By STEVEN HERBERT | City News Service
LOS ANGELES — A union-backed initiative that would result in higher property taxes for commercial and industrial property to provide additional funding for local governments, schools and community colleges was narrowly trailing early Wednesday.
Proposition 15 was trailing 51.7% to 48.3% with more than 11.5 million votes counted, according to the Secretary of State’s Office.
“Thanks to what is expected to be near-historic turnout, we anticipated that we would not know the outcome of Prop 15 on Election Night,” Michael Bustamante of the No on Prop 15 Campaign said Tuesday night.
“No on Prop 15 has held a slight lead all night, and we continue to be optimistic that growing opposition to Prop 15 seen in recent polls will ultimately drive us to victory when all of the votes are counted.”
There was no immediate response to an email sent early Wednesday morning to the campaign on behalf of Proposition 15.
What supporters have dubbed the “Schools and Communities First” initiative would allow for annual unlimited reassessment of commercial and industrial properties to their fair market values.
Under terms of Proposition 13, the landmark property tax reduction and limitation measure approved by voters in June 1978, increases of assessed value of real property are restricted to 2% per year, except if the property is sold or there is construction.
Proposition 15 would mainly apply to large and older businesses, as it would exempt owners of commercial and industrial properties with a combined value of $3 million or less.
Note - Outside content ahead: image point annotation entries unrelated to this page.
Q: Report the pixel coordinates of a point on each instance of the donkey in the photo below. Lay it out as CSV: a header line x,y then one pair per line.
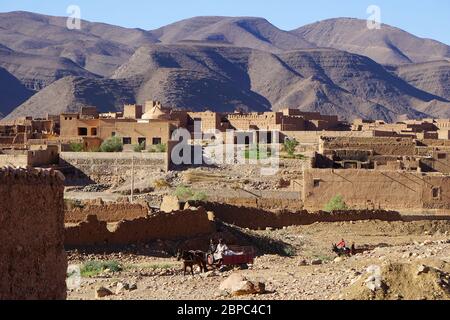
x,y
192,258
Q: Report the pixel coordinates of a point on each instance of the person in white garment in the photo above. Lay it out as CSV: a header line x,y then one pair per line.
x,y
221,250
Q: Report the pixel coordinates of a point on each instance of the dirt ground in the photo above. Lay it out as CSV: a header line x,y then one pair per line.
x,y
292,276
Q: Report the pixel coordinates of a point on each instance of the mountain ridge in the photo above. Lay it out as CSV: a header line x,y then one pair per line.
x,y
226,63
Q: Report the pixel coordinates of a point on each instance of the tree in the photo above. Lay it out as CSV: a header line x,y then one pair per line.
x,y
139,147
335,204
290,146
76,147
113,144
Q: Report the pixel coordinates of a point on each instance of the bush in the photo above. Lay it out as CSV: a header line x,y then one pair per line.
x,y
158,148
290,146
335,204
113,144
183,192
199,196
76,147
139,147
186,194
161,183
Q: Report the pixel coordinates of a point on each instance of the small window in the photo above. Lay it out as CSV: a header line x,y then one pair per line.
x,y
436,192
82,132
142,141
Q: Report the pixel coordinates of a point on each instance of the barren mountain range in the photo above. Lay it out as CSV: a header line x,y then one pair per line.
x,y
336,66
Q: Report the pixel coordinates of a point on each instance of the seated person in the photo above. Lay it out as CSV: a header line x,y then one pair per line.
x,y
223,250
212,246
342,245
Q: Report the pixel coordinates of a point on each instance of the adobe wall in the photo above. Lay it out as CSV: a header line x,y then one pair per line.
x,y
380,146
314,136
264,203
33,262
109,212
256,219
362,189
110,168
14,160
163,226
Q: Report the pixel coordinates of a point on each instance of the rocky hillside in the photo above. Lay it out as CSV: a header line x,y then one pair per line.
x,y
388,45
433,77
224,64
15,95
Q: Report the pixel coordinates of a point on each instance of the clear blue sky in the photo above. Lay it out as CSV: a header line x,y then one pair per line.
x,y
425,18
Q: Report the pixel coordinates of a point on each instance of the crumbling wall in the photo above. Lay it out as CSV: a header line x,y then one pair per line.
x,y
110,168
164,226
374,189
109,212
254,218
33,263
380,146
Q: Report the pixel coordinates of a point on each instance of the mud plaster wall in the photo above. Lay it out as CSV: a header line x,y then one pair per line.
x,y
110,168
33,263
113,212
381,146
163,226
256,219
362,189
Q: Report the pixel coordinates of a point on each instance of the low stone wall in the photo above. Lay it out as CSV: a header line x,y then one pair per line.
x,y
163,226
256,219
263,203
110,212
110,168
33,263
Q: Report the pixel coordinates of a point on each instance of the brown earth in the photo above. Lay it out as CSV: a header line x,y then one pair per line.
x,y
409,244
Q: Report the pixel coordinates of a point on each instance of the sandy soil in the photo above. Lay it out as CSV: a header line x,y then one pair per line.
x,y
293,277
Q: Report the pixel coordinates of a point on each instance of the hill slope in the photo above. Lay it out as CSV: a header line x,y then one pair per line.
x,y
15,95
433,77
255,33
389,45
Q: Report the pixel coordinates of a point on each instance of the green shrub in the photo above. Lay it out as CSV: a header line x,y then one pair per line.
x,y
257,153
93,268
199,196
76,147
139,147
336,203
183,192
113,144
161,183
158,148
290,146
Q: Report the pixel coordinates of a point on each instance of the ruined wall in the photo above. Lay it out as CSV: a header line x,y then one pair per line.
x,y
314,136
164,226
436,192
14,160
110,168
380,146
263,203
109,212
254,218
362,189
33,263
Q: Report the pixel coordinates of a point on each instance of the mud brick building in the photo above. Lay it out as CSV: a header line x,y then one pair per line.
x,y
33,262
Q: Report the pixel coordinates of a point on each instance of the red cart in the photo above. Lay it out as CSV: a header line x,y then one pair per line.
x,y
243,257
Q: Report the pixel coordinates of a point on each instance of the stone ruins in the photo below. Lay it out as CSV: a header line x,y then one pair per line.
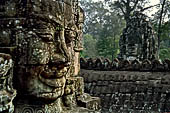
x,y
40,41
135,82
40,44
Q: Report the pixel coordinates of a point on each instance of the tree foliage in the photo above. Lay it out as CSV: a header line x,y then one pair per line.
x,y
104,26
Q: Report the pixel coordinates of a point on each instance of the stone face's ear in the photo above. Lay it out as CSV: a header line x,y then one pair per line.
x,y
7,93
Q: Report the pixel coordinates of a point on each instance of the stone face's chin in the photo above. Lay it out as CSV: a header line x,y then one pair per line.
x,y
45,85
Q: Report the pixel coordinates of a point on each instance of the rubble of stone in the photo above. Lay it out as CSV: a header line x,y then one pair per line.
x,y
138,40
125,65
129,91
43,38
7,93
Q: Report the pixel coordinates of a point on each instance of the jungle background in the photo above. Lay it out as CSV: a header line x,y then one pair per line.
x,y
105,20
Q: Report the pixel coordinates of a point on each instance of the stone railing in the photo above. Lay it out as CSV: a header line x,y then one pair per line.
x,y
125,65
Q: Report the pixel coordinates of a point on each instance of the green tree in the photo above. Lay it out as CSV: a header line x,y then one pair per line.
x,y
89,47
104,25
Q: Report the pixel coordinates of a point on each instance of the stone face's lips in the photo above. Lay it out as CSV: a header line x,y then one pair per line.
x,y
57,82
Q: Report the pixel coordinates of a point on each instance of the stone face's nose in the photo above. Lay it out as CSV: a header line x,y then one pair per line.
x,y
60,54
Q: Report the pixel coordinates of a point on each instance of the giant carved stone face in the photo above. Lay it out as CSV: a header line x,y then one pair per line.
x,y
44,53
44,61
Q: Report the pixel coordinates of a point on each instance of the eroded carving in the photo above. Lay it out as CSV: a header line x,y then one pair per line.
x,y
44,39
7,93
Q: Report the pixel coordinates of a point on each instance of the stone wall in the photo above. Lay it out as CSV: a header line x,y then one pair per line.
x,y
129,91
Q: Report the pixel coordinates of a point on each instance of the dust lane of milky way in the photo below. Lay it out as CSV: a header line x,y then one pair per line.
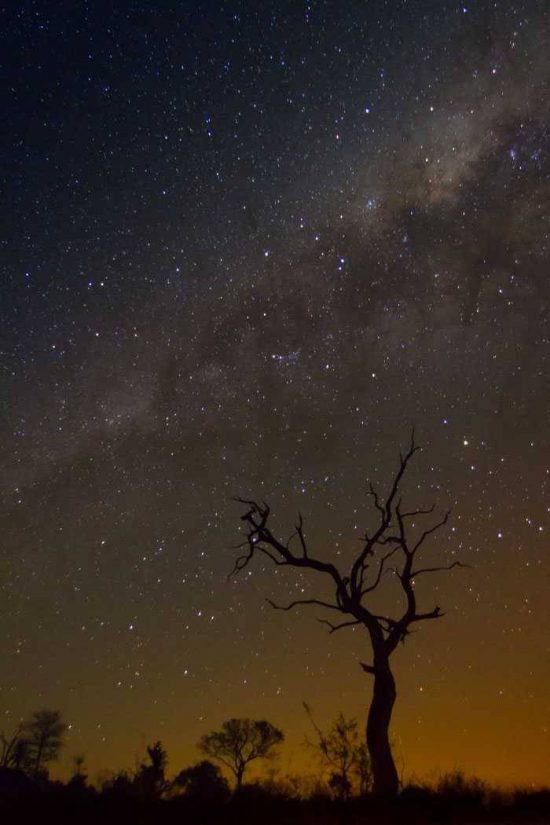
x,y
245,247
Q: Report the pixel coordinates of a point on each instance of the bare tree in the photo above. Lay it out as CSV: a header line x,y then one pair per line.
x,y
150,779
239,742
12,748
44,734
393,546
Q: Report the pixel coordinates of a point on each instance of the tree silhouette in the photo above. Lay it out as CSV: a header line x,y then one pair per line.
x,y
396,537
150,780
202,782
43,735
344,754
239,742
12,748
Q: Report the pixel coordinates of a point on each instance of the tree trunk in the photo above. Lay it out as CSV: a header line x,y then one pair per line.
x,y
384,772
239,773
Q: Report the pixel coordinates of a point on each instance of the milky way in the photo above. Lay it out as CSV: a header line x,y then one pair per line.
x,y
245,248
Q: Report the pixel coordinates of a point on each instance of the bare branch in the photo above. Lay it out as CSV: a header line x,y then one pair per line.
x,y
335,627
416,573
419,512
436,613
381,565
299,602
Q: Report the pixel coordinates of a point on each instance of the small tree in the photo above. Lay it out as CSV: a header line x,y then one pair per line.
x,y
239,742
344,754
203,782
393,546
12,748
150,780
43,735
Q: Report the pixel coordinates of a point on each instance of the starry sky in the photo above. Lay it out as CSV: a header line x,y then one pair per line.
x,y
245,247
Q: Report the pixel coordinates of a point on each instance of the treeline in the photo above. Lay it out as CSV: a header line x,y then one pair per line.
x,y
28,750
342,792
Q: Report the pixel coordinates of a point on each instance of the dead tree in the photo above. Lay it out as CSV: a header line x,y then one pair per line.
x,y
392,547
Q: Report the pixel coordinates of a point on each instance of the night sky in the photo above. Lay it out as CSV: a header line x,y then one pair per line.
x,y
246,246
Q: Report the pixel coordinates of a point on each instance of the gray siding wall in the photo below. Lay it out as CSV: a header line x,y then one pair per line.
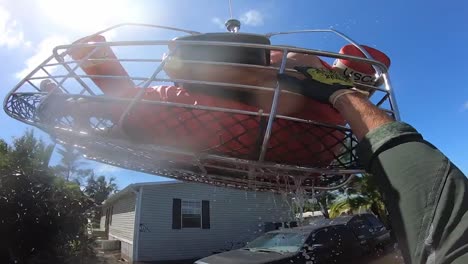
x,y
123,221
236,216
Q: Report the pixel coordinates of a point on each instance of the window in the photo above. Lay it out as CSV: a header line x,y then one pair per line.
x,y
191,214
111,211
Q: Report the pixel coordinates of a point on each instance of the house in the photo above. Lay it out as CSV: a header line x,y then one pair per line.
x,y
173,220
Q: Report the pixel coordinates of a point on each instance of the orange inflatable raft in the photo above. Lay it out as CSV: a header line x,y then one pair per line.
x,y
218,132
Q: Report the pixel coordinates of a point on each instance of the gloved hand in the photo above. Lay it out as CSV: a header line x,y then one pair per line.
x,y
320,84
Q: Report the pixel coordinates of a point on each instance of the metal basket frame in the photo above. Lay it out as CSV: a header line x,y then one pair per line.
x,y
229,171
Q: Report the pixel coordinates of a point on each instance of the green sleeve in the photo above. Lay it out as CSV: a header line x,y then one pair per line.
x,y
425,194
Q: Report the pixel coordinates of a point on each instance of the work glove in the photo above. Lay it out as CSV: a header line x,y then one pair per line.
x,y
322,85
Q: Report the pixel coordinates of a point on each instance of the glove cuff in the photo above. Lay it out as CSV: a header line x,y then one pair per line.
x,y
336,95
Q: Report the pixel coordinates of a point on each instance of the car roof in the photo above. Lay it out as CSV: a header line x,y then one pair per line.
x,y
319,223
315,225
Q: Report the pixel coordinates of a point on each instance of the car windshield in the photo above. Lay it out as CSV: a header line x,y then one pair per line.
x,y
280,242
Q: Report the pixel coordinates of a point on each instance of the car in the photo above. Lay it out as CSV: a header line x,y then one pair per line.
x,y
369,230
339,240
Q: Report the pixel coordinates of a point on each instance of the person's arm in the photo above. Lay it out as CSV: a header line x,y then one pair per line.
x,y
425,194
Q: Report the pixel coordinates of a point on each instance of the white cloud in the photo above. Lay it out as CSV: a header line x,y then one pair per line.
x,y
217,21
105,169
42,52
11,34
252,18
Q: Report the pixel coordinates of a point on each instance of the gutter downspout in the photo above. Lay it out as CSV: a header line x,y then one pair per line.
x,y
136,227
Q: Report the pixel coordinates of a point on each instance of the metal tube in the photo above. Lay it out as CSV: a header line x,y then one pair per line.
x,y
393,103
274,106
140,93
382,66
378,72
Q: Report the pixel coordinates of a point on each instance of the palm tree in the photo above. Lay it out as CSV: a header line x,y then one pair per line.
x,y
99,189
360,196
70,164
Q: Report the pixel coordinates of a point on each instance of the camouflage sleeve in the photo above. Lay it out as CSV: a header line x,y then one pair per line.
x,y
425,194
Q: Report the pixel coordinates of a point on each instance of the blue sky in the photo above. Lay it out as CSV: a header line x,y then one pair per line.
x,y
426,40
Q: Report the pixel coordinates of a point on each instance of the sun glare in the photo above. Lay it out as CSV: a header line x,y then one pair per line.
x,y
88,16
There are also exemptions for all residential and agricultural property.
The initiative additionally would exempt from taxation $500,000 of combined tangible personal property and fixtures from small businesses.
Proposition 15 would not change Proposition 13’s tax limit of 1% of the property’s full cash value.
The initiative would result in a net increase in annual property tax revenues of $7.5 billion to $12 billion in most years, depending on the strength of real estate markets, according to an analysis by Legislative Analyst Gabriel Petek and state Director of Finance Keely Martin Bosler.
The analysis also found after backfilling state income tax losses related to the measure and paying for county administrative costs, 40% of the remaining $6.5 billion to $11.5 billion would be allocated to kindergarten through 12th grade schools and community colleges, with the remaining 60% going to other local governments.